Combine a pile of broccoli with a few pantry staples to make the yummiest Broccoli Fritters—in less than 15 minutes.
– Broccoli florets – Eggs – Shredded mozzarella cheese – Breadcrumbs (or all-purpose flour): – Cumin and dried oregano – Olive oil
Add the broccoli to a heat-safe bowl. Cover with boiling water and let sit for 5 minutes. Drain and pat dry with a clean kitchen towel.
Add the broccoli and the rest of the ingredients except the olive oil to the bowl of a food processor.
Grind on high until a batter forms, stopping to scrape down the sides of the bowl as needed. Add the oil to a wide skillet over medium heat.

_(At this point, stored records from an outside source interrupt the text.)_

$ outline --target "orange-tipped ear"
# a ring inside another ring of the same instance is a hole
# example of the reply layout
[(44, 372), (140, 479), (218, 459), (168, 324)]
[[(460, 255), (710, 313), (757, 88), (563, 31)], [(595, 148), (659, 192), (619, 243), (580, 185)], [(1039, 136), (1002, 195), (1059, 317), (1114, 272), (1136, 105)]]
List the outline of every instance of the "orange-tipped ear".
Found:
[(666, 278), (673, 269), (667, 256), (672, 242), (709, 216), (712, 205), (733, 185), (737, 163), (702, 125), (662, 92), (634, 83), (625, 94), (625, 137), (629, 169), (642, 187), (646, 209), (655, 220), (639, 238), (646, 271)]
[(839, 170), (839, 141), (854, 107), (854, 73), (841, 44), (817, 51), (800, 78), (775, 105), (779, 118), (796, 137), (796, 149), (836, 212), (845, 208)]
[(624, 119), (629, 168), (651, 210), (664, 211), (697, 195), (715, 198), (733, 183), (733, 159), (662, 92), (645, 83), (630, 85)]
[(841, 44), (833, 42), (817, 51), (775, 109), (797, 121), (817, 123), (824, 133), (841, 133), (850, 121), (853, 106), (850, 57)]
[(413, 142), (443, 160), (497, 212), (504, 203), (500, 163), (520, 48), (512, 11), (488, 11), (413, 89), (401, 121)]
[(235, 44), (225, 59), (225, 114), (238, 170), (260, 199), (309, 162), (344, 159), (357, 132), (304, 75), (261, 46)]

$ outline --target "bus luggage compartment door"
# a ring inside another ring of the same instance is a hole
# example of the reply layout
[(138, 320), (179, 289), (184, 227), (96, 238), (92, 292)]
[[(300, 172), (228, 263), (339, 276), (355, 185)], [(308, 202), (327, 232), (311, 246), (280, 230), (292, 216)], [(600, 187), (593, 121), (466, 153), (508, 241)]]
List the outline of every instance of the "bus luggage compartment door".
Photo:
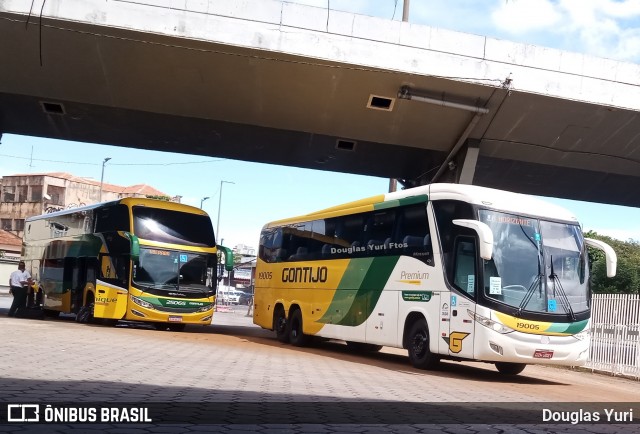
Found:
[(96, 318), (121, 319), (127, 312), (127, 293), (122, 288), (96, 285), (93, 316)]

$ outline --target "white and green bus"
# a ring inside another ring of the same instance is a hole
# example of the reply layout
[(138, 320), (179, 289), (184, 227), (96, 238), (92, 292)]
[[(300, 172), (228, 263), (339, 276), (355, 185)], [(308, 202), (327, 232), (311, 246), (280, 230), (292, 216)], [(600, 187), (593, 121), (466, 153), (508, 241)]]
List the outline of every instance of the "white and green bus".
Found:
[(305, 345), (406, 348), (440, 359), (579, 366), (589, 354), (587, 246), (567, 210), (472, 185), (432, 184), (269, 223), (260, 236), (254, 323)]

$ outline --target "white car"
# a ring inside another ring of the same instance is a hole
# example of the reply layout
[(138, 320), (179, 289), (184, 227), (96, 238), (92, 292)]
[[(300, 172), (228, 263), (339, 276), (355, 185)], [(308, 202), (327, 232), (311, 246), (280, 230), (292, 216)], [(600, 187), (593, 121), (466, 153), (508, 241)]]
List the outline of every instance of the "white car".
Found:
[(235, 288), (220, 287), (218, 289), (219, 301), (228, 304), (238, 304), (240, 302), (240, 296), (242, 291), (238, 291)]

When the oil is warm, add ¼ cup batter at a time and press down. Cook for 2 -3minutes per side, flipping halfway through.
Try to let the olive oil spread around the pan when you flip them. To make smaller patties, use 2 tablespoons batter.
Serve warm with desired dips. Try with dips such as hummus, salsa, sour cream, ketchup, or cucumber yogurt dip.
Serve small broccoli fritters to babies for a baby-led weaning broccoli option. I like to serve a strawberry on the side.
Let cool and store in a container in the refrigerator for up to 5 days or in a freezer bag in a single layer in the freezer for up to 6 months.
To reheat, place on a parchment-lined baking tray in a 375-degree-F oven for 4-6 minutes or until warmed through.